En Amérique latine, l’heure est à la reprise, menée par l’accélération de la croissance brésilienne (2,1 % en 2019 et 2,5 % en 2020, contre 1,1 % en 2018). Même l’Argentine devrait enregistrer une baisse de son activité moins importante que celle de 2018 (-1,2 % en 2019, contre -2,5 % en 2018) et retourner dans le vert à partir de 2020 (+2,2 % de croissance). Le FMI table sur une croissance de 1,4 % et de 2,4 % en 2019 et 2020 pour l’ensemble de la région contre une croissance de 1,0 % en 2018. Le Venezuela, en revanche, devrait rester le pays le moins performant de la région. Déjà victime d’une hyperinflation lors des dernières années, la crise présidentielle enclenchée depuis le début de l’année et l’embargo américain sur les importations de pétrole vénézuélien en vigueur depuis fin avril devraient provoquer une contraction du PIB de 25 % en 2019 (contre -18 % en 2018) et une inflation de 10 000 000 %.
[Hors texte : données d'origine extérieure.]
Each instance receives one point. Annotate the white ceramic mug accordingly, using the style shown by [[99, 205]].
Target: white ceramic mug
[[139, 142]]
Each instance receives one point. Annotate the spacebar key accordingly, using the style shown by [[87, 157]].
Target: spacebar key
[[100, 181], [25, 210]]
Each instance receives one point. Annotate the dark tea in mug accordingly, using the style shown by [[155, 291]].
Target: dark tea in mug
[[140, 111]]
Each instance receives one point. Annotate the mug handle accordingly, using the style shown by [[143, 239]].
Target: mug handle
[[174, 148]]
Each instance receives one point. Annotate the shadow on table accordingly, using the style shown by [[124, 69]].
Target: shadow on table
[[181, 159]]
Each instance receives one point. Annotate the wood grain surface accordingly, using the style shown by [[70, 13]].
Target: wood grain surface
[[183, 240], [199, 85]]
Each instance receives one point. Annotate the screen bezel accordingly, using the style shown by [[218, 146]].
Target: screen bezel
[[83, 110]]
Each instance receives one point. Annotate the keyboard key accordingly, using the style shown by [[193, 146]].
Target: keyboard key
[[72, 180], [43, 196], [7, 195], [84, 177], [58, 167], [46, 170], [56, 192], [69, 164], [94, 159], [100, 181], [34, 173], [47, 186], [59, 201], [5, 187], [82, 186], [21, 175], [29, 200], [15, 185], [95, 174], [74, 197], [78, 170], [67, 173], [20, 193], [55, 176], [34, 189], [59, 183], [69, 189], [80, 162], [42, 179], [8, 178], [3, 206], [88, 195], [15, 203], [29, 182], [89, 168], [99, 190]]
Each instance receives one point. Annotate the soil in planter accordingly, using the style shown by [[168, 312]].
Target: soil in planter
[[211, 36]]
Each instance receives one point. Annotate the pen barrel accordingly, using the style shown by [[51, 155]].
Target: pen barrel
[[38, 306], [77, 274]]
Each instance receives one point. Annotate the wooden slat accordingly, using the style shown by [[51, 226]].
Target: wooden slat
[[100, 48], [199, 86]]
En Afrique subsaharienne, les perspectives sont positives avec 3,5 % et 3,7 % de croissance attendue pour 2019 et 2020 respectivement, contre 3,0 % en 2018. Mais ces taux sont inférieurs de 0,3 % et 0,2 % par rapport aux prévisions d’octobre du FMI, à cause notamment de la baisse du cours du pétrole par rapport à la fin 2018, qui affecte négativement les croissances de l’Angola et du Nigeria.
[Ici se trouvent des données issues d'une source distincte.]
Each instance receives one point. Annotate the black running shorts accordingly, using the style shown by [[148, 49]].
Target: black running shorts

La croissance de la zone sera portée par celle de l’Afrique du Sud qui passera de 0,8 % en 2018 à 1,2 % en 2019.
Moyen-Orient : la croissance en berne
Au Moyen-Orient, le FMI table sur un ralentissement de l’activité économique, plombée par la baisse des cours du pétrole par rapport à fin 2018. La croissance régionale devrait s’élever à 1,3 % cette année, contre 1,4 % en 2018, avant une reprise en 2020 (+3,2 %). À part le « ralentissement de la croissance engendrée par le secteur pétrolier en Arabie saoudite », la région devrait être affectée par les sanctions américaines imposées sur l’Iran et les conflits géopolitiques. « La reprise de l’activité économique en Irak, en Syrie et au Yémen sera plus lente qu’initialement prévue », estime le FMI.